Portanto, os esforços de manutenção devem ser intensificados antes e durante a estação chuvosa. Um foco principal é o monitoramento rigoroso do status operacional. Muitos pára-raios modernos são equipados com dispositivos de monitoramento on-line que fornecem dados-em tempo real sobre a corrente de fuga total e seu componente resistivo. O pessoal de manutenção deve prestar especial atenção às tendências da corrente resistiva, pois é um indicador crucial do envelhecimento do MOV ou da umidade interna. Um aumento sustentado e significativo, mesmo que dentro de limites absolutos, deve ser tratado como um sério alerta. Além disso, o uso da termografia infravermelha para inspeções abrangentes após chuva ou durante alta umidade é um método eficaz para detectar anomalias. Uma temperatura visivelmente mais alta em uma seção ou parte de um pára-raios em comparação com outras sob condições semelhantes pode indicar um defeito interno ou contaminação severa da superfície, causando corrente localizada anormal.

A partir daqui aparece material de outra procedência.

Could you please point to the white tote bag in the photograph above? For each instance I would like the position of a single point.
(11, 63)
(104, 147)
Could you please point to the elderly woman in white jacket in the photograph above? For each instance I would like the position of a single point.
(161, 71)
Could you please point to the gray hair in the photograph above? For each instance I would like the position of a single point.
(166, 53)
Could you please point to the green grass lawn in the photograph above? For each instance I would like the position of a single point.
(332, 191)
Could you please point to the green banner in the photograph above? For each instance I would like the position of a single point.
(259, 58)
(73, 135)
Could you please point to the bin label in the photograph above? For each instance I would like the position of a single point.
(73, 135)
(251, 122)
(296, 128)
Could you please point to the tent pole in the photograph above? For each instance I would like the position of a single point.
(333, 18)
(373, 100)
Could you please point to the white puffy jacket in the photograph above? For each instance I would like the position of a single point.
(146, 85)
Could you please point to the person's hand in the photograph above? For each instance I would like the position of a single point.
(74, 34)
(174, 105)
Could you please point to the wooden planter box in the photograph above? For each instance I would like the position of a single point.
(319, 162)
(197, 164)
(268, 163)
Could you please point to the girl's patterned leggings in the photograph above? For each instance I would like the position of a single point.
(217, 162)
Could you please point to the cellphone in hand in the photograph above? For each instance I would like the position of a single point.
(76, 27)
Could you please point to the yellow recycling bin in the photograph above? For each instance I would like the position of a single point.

Medidas preventivas específicas são igualmente essenciais. Para pára-raios operando em áreas altamente poluídas (por exemplo, zonas industriais ou costeiras), é altamente recomendada uma limpeza completa antes da estação chuvosa. Para equipamentos críticos, pode ser benéfico aplicar um revestimento especializado anti{4}}poluição (como borracha de silicone RTV) na superfície de isolamento limpa e seca. Este revestimento proporciona excelente hidrofobicidade, evitando que a água forme um filme contínuo e aumentando significativamente a tensão de descarga. Além disso, as verificações regulares da integridade da vedação não devem ser negligenciadas, especialmente para equipamentos mais antigos, concentrando-se nas condições de vedação nas juntas de flange e nos diafragmas de alívio de pressão. A manutenção fundamental também inclui garantir que os cabos de aterramento estejam conectados com segurança e livres de corrosão, e que a drenagem ao redor da base do equipamento esteja limpa para evitar o acúmulo de água.

A eficácia de uma estratégia robusta de proteção contra umidade reflete-se em vários indicadores concretos: o equipamento parece limpo, sem sinais de descarga anormal ou arco voltaico; os dados de monitorização online são estáveis ​​e equilibrados em todas as fases, sem tendências ascendentes; varreduras infravermelhas mostram distribuição uniforme de temperatura sem pontos quentes; e dispositivos auxiliares, como contadores de descarga, funcionam corretamente. Ao adotar essa abordagem de manutenção preventiva-orientada por dados e sazonal-com foco, é possível garantir que os pára-raios permaneçam operacionais de maneira confiável em condições climáticas úmidas e adversas, protegendo firmemente a segurança do isolamento da rede elétrica.